Now, with the social proof helping to generate your enormous foot traffic, it's time to return to the numbers. Working in reverse, you'll need to generate an average ticket of just $30 from each of the 5.2 million annual customer visits to get to $156 billion in annual retailing revenues. Given your varied merchandise mix and the higher levels of disposable income of consumers in 2000 compared to 1980, this seems attainable. Of course, many visits will yield no sales at all, while many others will yield total sales two or three times the average ticket. But on average, a $30 average ticket per customer visit does not seem particularly outrageous.

With an additional $9 billion in revenues coming in from a healthy wholesaling business -- which is operated on the same principles of value, service, and excellence as the retailing business -- you can achieve the requisite $165 billion in 2000 sales. So, you're at the year 2000 finish line, except for one small item: How much is all this worth?

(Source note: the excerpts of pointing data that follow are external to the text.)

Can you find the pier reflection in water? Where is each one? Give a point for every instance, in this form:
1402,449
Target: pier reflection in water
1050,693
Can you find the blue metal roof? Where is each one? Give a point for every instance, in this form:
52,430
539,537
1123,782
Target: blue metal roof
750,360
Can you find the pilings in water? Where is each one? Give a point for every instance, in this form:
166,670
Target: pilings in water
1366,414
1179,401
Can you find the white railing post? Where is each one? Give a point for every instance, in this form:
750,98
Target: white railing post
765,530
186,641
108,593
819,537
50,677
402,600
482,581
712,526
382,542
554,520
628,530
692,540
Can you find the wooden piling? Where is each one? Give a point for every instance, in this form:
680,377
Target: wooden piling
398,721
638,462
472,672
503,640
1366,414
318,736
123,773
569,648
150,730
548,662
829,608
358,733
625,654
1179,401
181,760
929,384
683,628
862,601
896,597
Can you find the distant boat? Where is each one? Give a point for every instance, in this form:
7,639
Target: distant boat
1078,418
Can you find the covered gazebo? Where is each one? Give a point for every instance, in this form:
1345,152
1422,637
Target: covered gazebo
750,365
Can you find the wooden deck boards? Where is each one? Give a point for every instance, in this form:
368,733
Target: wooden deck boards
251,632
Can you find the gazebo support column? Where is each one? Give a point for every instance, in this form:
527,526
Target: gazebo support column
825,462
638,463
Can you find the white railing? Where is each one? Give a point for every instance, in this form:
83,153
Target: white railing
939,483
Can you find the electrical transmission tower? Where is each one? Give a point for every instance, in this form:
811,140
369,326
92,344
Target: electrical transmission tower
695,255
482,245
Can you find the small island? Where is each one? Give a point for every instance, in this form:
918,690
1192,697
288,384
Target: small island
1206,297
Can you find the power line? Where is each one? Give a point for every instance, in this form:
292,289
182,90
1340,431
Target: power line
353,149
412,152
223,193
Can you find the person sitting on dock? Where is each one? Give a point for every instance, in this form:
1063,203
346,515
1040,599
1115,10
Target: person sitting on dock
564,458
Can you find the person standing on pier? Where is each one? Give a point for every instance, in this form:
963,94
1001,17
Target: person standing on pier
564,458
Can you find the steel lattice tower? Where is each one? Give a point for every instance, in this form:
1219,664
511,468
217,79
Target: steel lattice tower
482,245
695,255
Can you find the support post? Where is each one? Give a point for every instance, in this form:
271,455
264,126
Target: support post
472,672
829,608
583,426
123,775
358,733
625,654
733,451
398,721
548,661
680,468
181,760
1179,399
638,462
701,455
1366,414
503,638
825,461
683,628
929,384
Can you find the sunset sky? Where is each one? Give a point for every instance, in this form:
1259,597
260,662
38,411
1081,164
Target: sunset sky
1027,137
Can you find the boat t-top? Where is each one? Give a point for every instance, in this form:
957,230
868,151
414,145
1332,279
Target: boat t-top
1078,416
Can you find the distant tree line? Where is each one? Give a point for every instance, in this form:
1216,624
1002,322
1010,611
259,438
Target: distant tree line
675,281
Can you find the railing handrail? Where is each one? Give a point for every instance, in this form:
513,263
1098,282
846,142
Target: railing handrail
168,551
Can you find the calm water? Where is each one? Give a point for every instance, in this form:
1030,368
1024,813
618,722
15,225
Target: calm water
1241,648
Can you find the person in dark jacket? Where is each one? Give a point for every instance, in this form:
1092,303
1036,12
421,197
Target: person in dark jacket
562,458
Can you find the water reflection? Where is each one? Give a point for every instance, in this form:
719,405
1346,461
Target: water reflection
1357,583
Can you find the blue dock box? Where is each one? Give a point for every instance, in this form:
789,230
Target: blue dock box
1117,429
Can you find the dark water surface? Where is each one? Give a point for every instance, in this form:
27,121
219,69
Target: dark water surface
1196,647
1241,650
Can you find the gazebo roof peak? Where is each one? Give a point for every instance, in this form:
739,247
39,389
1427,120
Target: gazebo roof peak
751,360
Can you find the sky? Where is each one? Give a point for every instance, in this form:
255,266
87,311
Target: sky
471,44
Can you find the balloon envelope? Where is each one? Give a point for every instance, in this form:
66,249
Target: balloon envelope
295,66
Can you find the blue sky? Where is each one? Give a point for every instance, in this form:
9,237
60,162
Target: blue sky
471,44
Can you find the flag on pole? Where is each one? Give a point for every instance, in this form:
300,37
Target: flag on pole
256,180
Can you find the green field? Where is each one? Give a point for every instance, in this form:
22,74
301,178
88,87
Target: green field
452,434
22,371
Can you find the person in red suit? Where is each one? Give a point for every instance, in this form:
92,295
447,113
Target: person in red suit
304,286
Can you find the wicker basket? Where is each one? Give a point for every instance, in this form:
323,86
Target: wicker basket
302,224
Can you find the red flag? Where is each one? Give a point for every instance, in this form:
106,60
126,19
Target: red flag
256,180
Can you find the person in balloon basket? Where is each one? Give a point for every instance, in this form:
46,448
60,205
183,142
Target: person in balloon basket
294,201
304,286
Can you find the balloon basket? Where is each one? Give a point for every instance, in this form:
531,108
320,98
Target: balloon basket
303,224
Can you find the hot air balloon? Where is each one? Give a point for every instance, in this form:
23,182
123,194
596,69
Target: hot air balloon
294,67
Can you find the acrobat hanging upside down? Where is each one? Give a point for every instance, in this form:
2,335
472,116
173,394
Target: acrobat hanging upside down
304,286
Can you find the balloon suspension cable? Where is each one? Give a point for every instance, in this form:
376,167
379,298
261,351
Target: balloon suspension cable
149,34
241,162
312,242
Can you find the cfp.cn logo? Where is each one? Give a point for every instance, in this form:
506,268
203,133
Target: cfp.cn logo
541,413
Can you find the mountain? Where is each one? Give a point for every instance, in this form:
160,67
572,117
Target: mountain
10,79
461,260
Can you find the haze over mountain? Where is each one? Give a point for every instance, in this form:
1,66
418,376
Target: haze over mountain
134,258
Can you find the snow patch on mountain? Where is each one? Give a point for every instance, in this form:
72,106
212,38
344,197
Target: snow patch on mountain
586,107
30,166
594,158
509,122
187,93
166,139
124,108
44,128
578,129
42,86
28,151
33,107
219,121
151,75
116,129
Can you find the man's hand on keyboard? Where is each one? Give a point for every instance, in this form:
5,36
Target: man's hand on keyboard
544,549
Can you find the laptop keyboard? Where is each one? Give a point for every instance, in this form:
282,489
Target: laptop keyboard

Like the average ticket estimation, this requires a judgment call as well. Consider that every dollar of Wal-Mart's sales in 1980 was only being valued by the market at $0.83. With all of the improvements to Wal-Mart's business over the past 20 years -- its domestic and international expansion, it's consistently strong growth rates, the lollapalooza effects from additional merchandise categories, the competitive advantages it has received from the social proof -- isn't it reasonable to expect that every revenue dollar today should be valued higher than in 1980? At just twice the 1980 multiple, or $1.66 of market value for every revenue dollar, we can see Wal-Mart at a $274 billion valuation in 2000, a bit ahead of our target.

Concluding thoughts
It's likely, though, that Tom may find fault with this proof and the valuation methodology employed. In fact, I'd probably agree with him on many points. After all, to envision today's Wal-Mart in 1980 would have entailed some pretty aggressive assumptions and high expectations. It would give new meaning to Sam Walton's own statement, "High expectations are the key to everything." But that does not mean that the exercise of valuation, using a framework like the one suggested by Munger, is useless or an utter waste of any investor's time.

There are weaknesses in every analytical model, just as there are shortcomings in every human individual. The trick with valuation is to understand what it is and what it is not. It is not about finding the right black box that will spit out the right magic number at the end of the day. Rather, it is an exercise into understanding the fundamental elements of a business and thinking critically about what the future may hold. In the end, it is the valuation journey itself that yields the most insights for an investor, not the final destination.